The firm said that 23 percent of small to mid-sized enterprises have already implemented VoIP technology and that number will grow to 50 percent within the next three years.
"VoIP is displacing traditional telephony services a lot faster than anyone expected," said George Goodall, research analyst at ITRG. "It means a whole change to the look and feel of an organisation’s IT infrastructure.
"While one network that handles applications and telephone calls is an IT manager’s dream, the speed with which VoIP is coming to the market might be an IT manager’s nightmare," Goodall said. "Senior managers are demanding the cost savings associated with VoIP, vendors are scrambling to reinvent their offerings, and IT managers are scrambling to implement the technology."

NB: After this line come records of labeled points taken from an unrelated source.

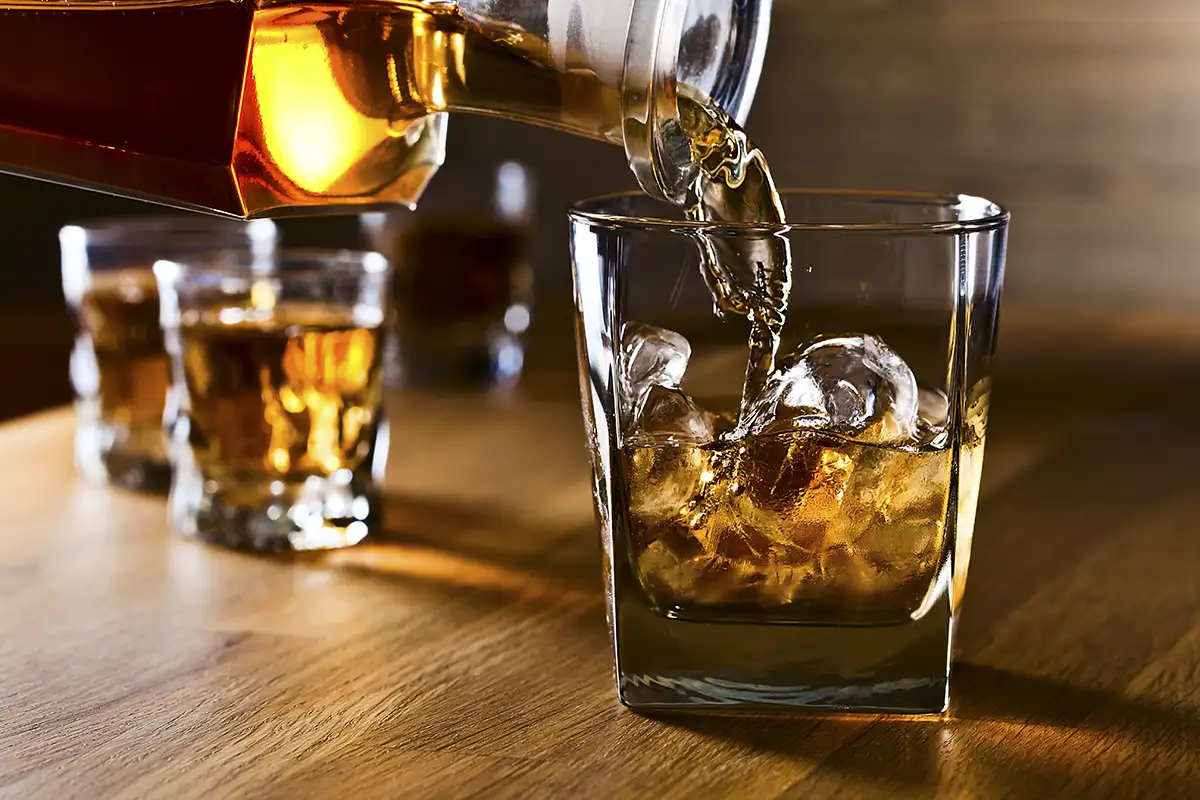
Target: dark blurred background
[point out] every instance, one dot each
(1081, 115)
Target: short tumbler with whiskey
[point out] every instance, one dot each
(787, 488)
(119, 367)
(281, 440)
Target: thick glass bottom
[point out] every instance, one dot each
(103, 457)
(666, 663)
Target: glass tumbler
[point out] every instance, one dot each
(791, 529)
(462, 283)
(119, 366)
(281, 439)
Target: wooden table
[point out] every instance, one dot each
(467, 656)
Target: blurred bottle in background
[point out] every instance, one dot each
(462, 284)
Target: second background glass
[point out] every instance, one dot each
(462, 284)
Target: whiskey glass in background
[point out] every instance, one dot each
(462, 286)
(281, 439)
(119, 366)
(809, 551)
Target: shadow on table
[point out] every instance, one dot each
(480, 547)
(1008, 733)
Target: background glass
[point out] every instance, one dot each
(281, 440)
(462, 284)
(119, 367)
(820, 560)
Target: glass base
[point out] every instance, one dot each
(317, 513)
(105, 463)
(666, 663)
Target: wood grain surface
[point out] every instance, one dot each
(467, 654)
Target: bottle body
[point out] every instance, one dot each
(289, 107)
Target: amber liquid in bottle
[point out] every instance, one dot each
(265, 109)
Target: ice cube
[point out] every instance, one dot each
(933, 415)
(855, 386)
(671, 415)
(653, 356)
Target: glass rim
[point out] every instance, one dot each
(114, 228)
(987, 215)
(316, 263)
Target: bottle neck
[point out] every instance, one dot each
(623, 62)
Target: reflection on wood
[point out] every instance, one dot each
(466, 654)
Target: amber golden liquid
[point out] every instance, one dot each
(793, 527)
(288, 397)
(120, 314)
(269, 108)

Goodall points out that some traditional telephony infrastructure companies are meeting this challenge. "Companies like Nortel and Avaya are aggressively introducing new VoIP products to the SME market. It may be too late," said Goodall. "They’re racing against a group of young companies with products that specifically address the infrastructure limitations of SMEs. These products aren’t just scaled down versions of large enterprise systems. Potentially, they’re category killers."
Goodall predicted that within three to five years the majority of enterprises will have switched some portion of their network to VoIP. "By that time traditional telephony vendors will have met the challenge and reinvented themselves, or they’ll be dead," he predicted.